Als ihre Lippen sich fürs erste einmal nichts mehr zu sagen hatten, lehnte er den Kopf zurück und sagte, »Komm, setzen wir uns an den Tisch. Und reden. Es ist Elstermühle da.«
Während er zur Klappe der Kühlgrube ging, ließ sie sich auf einem der Stühle nieder, zog den Gurt des Armbrusthalfters über den Kopf und hängte es über die Stuhllehne. Sie hatte die Waffe sicherheitshalber während des ganzen Ritts so getragen. Das Ding war ihr in der letzten Zeit so vertraut geworden, dass sie es kaum noch spürte. Dann lehnte sie sich zurück, den Kopf in den Nacken und schloss für einen Moment die Augen.
Sie hörte Klann in der Kühlgrube umherkramen, das Klirren von Krügen aneinander.
Sie wurde sich ihrer müden Füße und der Stiefel daran bewusst. Schnaufend zog sie sich den einen mit einem Ruck vom Fuß. Der zweite folgte rasch und polterte in die Ecke. Ja, so war es besser.

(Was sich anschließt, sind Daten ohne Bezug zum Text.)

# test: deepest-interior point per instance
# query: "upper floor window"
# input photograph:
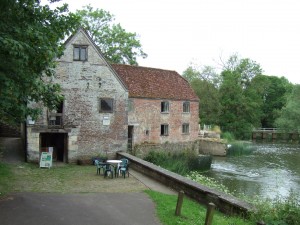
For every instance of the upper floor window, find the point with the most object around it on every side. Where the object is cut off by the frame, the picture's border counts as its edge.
(164, 130)
(185, 128)
(186, 106)
(164, 106)
(80, 53)
(106, 105)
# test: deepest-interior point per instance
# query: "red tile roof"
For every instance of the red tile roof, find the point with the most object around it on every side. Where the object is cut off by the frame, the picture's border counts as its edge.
(144, 82)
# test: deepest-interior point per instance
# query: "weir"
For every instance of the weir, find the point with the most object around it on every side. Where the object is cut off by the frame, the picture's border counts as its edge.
(274, 134)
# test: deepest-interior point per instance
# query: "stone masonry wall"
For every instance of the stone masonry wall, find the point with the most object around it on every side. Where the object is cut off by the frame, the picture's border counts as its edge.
(146, 117)
(83, 83)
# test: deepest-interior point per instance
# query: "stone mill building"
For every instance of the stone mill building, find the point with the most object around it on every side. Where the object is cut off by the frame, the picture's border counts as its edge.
(109, 107)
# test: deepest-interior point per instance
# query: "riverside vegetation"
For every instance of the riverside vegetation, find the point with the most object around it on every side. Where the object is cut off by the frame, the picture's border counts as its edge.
(26, 177)
(272, 212)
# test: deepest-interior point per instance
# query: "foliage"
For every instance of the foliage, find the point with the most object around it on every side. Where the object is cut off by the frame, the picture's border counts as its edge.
(229, 137)
(290, 114)
(278, 211)
(179, 162)
(117, 45)
(239, 105)
(207, 181)
(5, 178)
(30, 41)
(239, 148)
(191, 212)
(204, 83)
(272, 91)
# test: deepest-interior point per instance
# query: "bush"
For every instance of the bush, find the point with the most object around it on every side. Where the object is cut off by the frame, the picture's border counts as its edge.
(283, 212)
(179, 162)
(229, 137)
(239, 148)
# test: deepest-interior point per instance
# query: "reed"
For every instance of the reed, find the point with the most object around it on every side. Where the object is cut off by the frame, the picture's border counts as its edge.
(179, 162)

Sie legte erst das eine, dann das andere Bein auf einen zweiten Stuhl hoch.
Klann kam zu ihr, eine Flasche in jeder Hand einladend gehoben.
Schweigend brachen sie zusammen die Siegel und stießen miteinander an. Das Bier lief herrlich kühl ihre Kehle herab, mit dem perfekten herben Biss und einer reichen Hopfennote. Wieder zuhause.
Sie setzte den Krug hart auf den Tisch ab, sie sahen sich an. Danak grinste. Klanns Stirn und Bart kräuselten sich: Er grinste also zurück.